There are quite a few explicit jokes that fall flat but a dozen or so uniquely intimate moments that are salacious in a way that is both funny and provocative. A scene involving a lesson in pleasure explained in graphic yet practical terms with a bottle gets away with a lot, evolves the central relationship and sustains the awkward tension for an obscene amount of time. It’s an accomplishment in itself and makes you long for the rest of the movie to push the same buttons.

There’s no doubt that Sudeikis and Brie are charming but there are times that the film too overtly spotlights how attractive they’re supposed to be coming off. By hyperfocusing on Brie’s body and how suave Sudeikis delivers his commentary on sex- there’s a certain messiness of truly knowing someone on a day to day basis that gets brushed under the rug. Lainey is repeatedly told by multiple people that she “looks great” and Jake annoys his best friend Xander (Jason Mantzoukas) by coming on to nearly every woman he meets. A scene where Jake tries to casually go lingerie shopping with Lainey is cute but way too obvious in what it is trying to accomplish and practically screaming for us to admire Jake’s restraint. As much as the movie asks us desperately to see Lainey as more than a sex object and Jake as more than a “boys will be boys” sort of guy- it relies heavily on these stereotypes for the majority of laughs. The story’s strength comes from how the two are unable to functionally maintain relationships with other people but are somehow incredibly muddled about their deep, mutual affection for one another. An OBGYN (a mustached Adam Scott) has strung Lainey along for years without any intention of getting truly serious. Lainey is hung up on his every text and lack of inaction. Jake cheats on a woman when he knows he no longer wants to be with her and by doing so, cowardly gives the girl the reins to break up with him.

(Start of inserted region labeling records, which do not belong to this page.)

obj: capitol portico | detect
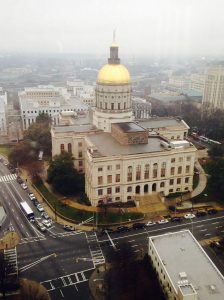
[52,42,196,205]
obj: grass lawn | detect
[0,145,13,157]
[35,183,144,224]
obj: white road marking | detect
[59,289,65,298]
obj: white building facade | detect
[202,65,224,110]
[19,85,88,130]
[51,43,196,206]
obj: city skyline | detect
[0,0,224,57]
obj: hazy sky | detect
[0,0,224,56]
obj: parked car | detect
[16,176,23,184]
[35,219,46,232]
[184,214,195,219]
[21,182,28,190]
[145,221,156,226]
[63,225,75,231]
[170,217,183,222]
[41,211,50,220]
[37,204,44,212]
[208,208,218,215]
[157,219,169,225]
[28,193,36,201]
[42,220,52,228]
[33,199,40,206]
[132,223,145,230]
[196,210,207,217]
[116,226,130,233]
[101,228,114,234]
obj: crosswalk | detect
[41,269,93,292]
[0,174,17,182]
[4,248,18,277]
[86,232,105,268]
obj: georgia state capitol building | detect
[51,41,196,206]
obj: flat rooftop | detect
[138,118,189,129]
[88,132,170,157]
[150,230,224,300]
[112,122,145,132]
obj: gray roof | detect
[150,230,224,300]
[115,122,145,132]
[88,132,166,157]
[138,118,188,129]
[52,124,97,133]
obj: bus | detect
[20,201,34,220]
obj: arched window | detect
[144,164,149,179]
[153,164,158,178]
[161,162,166,177]
[160,182,165,187]
[136,165,141,180]
[61,144,65,153]
[177,166,182,174]
[68,143,72,153]
[127,166,132,181]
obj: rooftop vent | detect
[179,272,187,280]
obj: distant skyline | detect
[0,0,224,57]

A more substantial movie about relationships would have taken some of the shiny veneer off the bright, New York city lifestyles involved and given this couple a few more topics to discuss outside of the relationships they don’t want to be in. It’s clear that even though they have an openness and camaraderie that is rare- the movie gets stalled with its own obsession with aesthetics and under-develops what topics beyond sex that the characters are interested in. Sleeping with Other People verges on being an important film about love but inadvertently upstages the power of its intimate moments by over-emphasizing physicality, possessiveness, and wrongly assuming that the only topic men and women want to talk about is sex.